According to Richard Anthony, head of Evercore Partners Private Funds Group, part of the issue facing GPs is that 2011 could see a “severely congested fundraising market” when it comes to raising capital for alternative asset classes, including real estate. “There will not be enough capital to satisfy all the demand, that’s a certainty,” he said at a recent breakfast meeting. As such, he cautioned that fund sponsors – particularly those raising funds of $3 billion or more – would need to show greater “humility” when it comes to their targets.

That could be the key to fundraising success in 2011 and beyond: getting ahead of the crowd now.

For Blackstone, that raises a dilemma. The firm’s performance is strong in comparison to its rivals (in 2010, its investments were up 69 percent), with Blackstone’s real estate portfolio currently being carried at 1.4x investors’ original investment.
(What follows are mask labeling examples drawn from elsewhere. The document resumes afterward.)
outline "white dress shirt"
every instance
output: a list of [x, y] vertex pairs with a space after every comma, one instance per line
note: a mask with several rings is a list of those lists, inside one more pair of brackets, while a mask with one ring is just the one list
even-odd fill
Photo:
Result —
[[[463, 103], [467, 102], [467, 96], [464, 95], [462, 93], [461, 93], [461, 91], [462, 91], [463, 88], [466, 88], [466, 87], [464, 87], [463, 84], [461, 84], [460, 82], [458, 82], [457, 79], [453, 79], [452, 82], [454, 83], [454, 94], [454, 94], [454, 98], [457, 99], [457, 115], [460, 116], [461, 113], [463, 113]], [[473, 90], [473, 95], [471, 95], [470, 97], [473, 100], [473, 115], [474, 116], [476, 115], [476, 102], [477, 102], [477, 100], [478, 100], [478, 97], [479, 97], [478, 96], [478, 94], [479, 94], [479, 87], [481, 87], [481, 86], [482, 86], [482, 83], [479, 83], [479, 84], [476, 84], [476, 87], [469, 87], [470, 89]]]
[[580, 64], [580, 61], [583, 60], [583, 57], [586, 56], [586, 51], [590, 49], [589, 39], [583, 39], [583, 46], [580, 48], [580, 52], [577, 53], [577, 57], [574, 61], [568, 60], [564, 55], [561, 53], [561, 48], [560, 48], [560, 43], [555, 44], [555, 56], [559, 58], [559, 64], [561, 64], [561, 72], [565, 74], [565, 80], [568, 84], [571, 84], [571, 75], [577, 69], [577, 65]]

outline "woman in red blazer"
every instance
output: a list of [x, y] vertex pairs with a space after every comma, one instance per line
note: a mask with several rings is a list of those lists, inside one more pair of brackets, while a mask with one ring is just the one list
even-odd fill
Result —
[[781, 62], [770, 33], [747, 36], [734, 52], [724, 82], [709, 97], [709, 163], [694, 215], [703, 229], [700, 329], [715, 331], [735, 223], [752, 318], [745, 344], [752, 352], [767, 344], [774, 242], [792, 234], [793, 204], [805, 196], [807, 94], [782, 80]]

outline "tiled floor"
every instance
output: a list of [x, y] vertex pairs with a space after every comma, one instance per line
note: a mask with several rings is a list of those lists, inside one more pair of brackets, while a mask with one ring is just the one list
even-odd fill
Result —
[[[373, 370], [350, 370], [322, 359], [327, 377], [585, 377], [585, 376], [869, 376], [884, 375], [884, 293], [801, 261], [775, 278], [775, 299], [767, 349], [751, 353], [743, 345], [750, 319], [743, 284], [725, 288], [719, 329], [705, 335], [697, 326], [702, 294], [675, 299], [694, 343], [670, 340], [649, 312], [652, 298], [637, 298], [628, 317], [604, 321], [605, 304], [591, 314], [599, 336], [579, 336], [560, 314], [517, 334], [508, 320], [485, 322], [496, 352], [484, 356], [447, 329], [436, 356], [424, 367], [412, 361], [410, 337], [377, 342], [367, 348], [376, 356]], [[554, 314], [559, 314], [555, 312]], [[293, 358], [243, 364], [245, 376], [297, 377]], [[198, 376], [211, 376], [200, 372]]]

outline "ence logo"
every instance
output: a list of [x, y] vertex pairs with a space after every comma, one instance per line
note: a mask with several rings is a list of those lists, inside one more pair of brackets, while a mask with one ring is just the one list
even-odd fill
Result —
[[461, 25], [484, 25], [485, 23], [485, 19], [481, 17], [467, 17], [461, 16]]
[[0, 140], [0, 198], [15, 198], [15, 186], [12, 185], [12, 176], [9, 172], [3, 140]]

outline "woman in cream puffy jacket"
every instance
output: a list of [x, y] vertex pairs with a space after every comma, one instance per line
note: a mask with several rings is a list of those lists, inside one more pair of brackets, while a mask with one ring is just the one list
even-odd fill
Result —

However, does that performance warrant a repeat of the fundraising for its predecessor fund, BREP VI, which closed on $10.9 billion in 2008? Possibly not.

But in revealing it was preparing to come back to market with a new vehicle, Blackstone was setting the stage for BREP VII’s fundraise later this year. There may be limited LP dollars in the system, particularly from US public pension plans, foundations and endowments, but that doesn’t mean GPs need to share equally in the fundraising sacrifices that need to be made. By getting the word out early, Blackstone has put down its markers for BREP VII, securing LP interest in a vehicle that is unlikely to launch for as many as six months.

And that could be the key to fundraising success in 2011 and beyond: getting ahead of the crowd now. Already, the number of new funds coming to market is rising from the lows of 2009 and early 2010. As LPs start to slowly eye moving back up the risk spectrum and away from core, savvy value-added and opportunistic fund managers will take the initiative and try to be seen as the industry’s front-runners. Following the herd and getting lost in the masses is not an option.

Of course, in being front and centre, the issue of fundraising targets becomes even more key. Underestimate the target and investment staff could be left wondering why they should work twice as hard for the same, if not less, carry. However, overestimate the target and a GP could suffer the humiliation of reducing its hard cap, bruising its reputation not only with its LPs but also with its employees.